Only divine intervention could stop me from drinking.
Woman dialing a phone

“Thank you very much for your help. Your opinion counts. Have a good day!”

For the umpteenth time that afternoon, I delivered my canned lines, hung up the phone and sighed. Such a monotonous job. I worked for a market research company, calling people all around the country for their opinions about products they’d used—today it was a line of air fresheners. After following the same script for hours, I dialed the next number from my list and looked at my watch. 1:30 PM. Just a few more hours until I could get back home and pour myself a glass of gin.

I knew, deep down, that I had a problem with alcohol. I just couldn’t admit it. In the past year, I’d gone from having a few drinks before dinner to drinking all the way up until bedtime. My husband and teenage daughter worried about me. I was 41 going on 42, but the way the drinking had ravaged my body, I felt much older. “Mommy, you’re hurting yourself,” my daughter said. “I’m scared.” I’d tried going to AA meetings, but I always kept drinking.

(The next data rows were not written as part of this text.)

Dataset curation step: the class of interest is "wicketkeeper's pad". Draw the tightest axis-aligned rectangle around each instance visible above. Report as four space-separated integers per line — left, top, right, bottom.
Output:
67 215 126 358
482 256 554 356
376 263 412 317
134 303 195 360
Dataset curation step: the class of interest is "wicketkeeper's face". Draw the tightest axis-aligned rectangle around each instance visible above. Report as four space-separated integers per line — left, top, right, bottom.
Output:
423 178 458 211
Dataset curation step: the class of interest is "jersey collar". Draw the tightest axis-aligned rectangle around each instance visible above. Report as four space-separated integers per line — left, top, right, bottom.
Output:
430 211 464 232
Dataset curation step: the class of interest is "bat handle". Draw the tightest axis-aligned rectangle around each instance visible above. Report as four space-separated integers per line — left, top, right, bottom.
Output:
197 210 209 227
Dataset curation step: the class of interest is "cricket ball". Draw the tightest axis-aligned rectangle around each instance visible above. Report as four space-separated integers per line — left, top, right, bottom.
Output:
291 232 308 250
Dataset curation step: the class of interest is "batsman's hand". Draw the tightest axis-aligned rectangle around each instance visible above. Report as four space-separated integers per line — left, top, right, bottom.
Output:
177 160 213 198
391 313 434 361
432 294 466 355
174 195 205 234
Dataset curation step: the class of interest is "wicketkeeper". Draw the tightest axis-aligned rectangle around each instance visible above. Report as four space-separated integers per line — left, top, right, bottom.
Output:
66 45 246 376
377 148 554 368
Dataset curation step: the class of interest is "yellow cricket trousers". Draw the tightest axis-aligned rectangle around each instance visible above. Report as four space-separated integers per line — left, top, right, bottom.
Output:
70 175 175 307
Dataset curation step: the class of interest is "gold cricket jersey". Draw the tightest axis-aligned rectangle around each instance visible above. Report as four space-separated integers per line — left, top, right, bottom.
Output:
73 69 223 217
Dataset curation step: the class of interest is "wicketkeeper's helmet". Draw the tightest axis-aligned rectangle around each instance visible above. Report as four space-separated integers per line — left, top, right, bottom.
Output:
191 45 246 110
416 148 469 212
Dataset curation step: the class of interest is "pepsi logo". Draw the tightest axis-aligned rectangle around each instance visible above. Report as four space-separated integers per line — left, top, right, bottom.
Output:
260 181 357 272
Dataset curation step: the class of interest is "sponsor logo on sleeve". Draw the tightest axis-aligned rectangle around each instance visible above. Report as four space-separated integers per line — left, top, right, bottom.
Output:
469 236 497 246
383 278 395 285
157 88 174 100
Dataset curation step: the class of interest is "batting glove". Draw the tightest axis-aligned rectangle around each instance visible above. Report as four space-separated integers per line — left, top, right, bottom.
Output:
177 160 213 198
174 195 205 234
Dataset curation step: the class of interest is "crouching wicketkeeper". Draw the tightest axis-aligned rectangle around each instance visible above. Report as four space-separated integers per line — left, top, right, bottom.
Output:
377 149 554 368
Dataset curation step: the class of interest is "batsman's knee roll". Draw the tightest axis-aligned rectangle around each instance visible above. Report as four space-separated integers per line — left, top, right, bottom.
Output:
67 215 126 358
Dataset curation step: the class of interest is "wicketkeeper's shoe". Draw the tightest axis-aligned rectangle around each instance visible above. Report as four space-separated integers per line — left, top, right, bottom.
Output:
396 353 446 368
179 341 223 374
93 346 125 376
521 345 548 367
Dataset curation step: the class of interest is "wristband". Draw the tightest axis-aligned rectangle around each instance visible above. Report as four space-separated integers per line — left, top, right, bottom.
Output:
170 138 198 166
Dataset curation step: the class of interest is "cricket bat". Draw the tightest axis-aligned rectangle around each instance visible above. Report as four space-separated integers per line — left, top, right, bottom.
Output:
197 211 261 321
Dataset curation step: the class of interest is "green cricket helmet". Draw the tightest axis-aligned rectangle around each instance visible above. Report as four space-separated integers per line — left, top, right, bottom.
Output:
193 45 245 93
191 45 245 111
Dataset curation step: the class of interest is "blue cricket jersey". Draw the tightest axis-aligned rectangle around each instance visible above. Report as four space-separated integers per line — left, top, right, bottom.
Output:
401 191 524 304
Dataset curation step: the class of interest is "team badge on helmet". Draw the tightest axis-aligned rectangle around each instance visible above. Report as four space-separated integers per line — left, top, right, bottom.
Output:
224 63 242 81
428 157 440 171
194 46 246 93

Just two days earlier, I’d asked my prayer group at church for help. Yet, immediately after I asked, I backtracked. “Actually, don’t pray for me,” I blurted. “It’s not that big a deal, I’m not even sure if I need to quit.”  If God wanted me to get sober, he’d have to speak louder.

I quit thinking about that gin when a woman answered the phone. I introduced myself, read through my script, and ran through the survey questions. “Thank you very much for your help,” I repeated at the end. “Your opinion counts. Have a good day!”

“You have a good day too, sweetheart,” the woman said. “And don’t pull an Elvis on me.”

“What?” I asked.

“Don’t die on me,” she said.

The line went silent, but her words echoed. A teenager in the 50s, I knew all about Elvis Presley, and his sudden death due to substance abuse… at the age of 42, the age I was about to be. Why would a total stranger make a point of saying that to me? Did she know, somehow, I was headed down the same road?

I came home that afternoon to my bottle of gin and poured it down the sink. It’s been many years, and I haven’t touched another drop.